Suprema and Mentalix appealed to the Federal Circuit. The three-judge panel, in a divided opinion, vacated the Commission's findings that Mentalix directly infringed any Cross Point patent and that Suprema induced infringement. According to the three-judge panel's opinion, the "articles that infringe" language in Section 337 is a temporal requirement, to be measured at the time of importation. It found the Commission lacked authority to issue an exclusion order for imported products accused of inducing infringement because such products are "not in an infringing state upon importation." Cross Point petitioned for re-hearing en banc, and the Federal Circuit agreed to en banc review, leading to this week's ruling.[2]

Writing for the Federal Circuit's en banc majority, Judge Reyna explained that Section 337 "is an enforcement statute enacted by Congress to stop at the border the entry of goods, i.e., articles, that are involved in unfair trade practices." The en banc majority, applying deference under standards governing review of agency decision-making, approved the Commission's conclusion that Section 337 permitted enforcement actions for induced infringement caused by importing products that infringe directly only after importation has occurred. It decided the Commission had correctly interpreted the "articles that infringe' language of Section 337 to be ambiguous about when the direct infringement must occur relative to importation. It also decided the Commission had provided a "permissible construction" of the statutory language in holding that Section 337 reaches inducement, noting that for 35 years the Commission had consistently interpreted the scope of inducement under Section 337 to be predicated upon direct infringement that did not occur until after importation. In contrast, "the three-judge panel's interpretation of Section 337 would eliminate relief for a distinct unfair trade act and induced infringement. The practical consequence would be an open invitation to foreign entities to circumvent Section 337 by importing articles in a state requiring post-importation combination or modification before direct infringement could be shown." The en banc majority concluded the Commission had reasonably interpreted "articles that infringe" to encompass "products "used by an importer to directly infringe post-importation as a result of the sellers' inducement."

Judge O'Malley authored a dissenting opinion which three other judges joined. The dissenters believed the law "unambiguously" failed to provide the ITC with the authority to bar importation of products that can induce infringement, leaving the Commission without power "to enter an exclusion order on the basis of infringement of a method claim when the underlying direct infringement occurs post-importation."
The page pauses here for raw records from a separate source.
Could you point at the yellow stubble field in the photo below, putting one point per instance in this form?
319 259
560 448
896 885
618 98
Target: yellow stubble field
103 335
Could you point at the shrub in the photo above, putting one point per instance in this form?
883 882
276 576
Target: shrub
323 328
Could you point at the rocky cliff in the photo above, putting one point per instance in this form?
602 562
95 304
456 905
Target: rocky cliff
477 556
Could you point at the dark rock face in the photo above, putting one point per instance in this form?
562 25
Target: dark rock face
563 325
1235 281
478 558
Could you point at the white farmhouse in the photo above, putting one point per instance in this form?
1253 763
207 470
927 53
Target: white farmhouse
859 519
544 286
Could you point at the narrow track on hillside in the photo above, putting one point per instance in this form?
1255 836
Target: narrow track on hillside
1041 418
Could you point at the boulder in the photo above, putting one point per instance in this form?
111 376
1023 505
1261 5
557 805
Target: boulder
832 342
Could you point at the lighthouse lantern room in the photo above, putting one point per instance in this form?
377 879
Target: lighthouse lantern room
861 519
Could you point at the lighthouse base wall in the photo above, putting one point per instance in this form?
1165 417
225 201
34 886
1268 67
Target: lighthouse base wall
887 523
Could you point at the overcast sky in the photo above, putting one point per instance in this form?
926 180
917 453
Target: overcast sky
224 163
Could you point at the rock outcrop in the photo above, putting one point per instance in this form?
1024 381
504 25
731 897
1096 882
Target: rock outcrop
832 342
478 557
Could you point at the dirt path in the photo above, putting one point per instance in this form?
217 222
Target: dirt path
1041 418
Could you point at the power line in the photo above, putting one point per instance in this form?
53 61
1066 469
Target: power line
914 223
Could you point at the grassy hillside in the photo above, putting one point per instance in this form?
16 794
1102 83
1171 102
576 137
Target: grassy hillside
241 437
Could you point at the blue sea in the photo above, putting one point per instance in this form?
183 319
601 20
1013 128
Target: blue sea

The Federal Circuit's en banc opinion is particularly relevant to ITC proceedings where method patents, especially software method patents, are asserted. If the patentee can prove the elements of inducement, including an accused infringer's knowledge of infringement flowing from importation of products that induce practice of the patented methods in the U.S., this decision makes clear the Commission can issue an exclusion order against the inducing products. 
[1] The Limited Exclusion Order allowed persons seeking to import scanners potentially subject to the Order to certify, to the satisfaction of U.S. Customs and Border Protection, that the scanners would not ultimately be used to infringe.

[2] Numerous technology companies weighed in on the merits of the dispute during the en banc review, many of them submitting amicus briefs favoring the three-judge panel's majority opinion. The Department of Justice also submitted an amicus brief, supporting the ITC's interpretation of Section 337.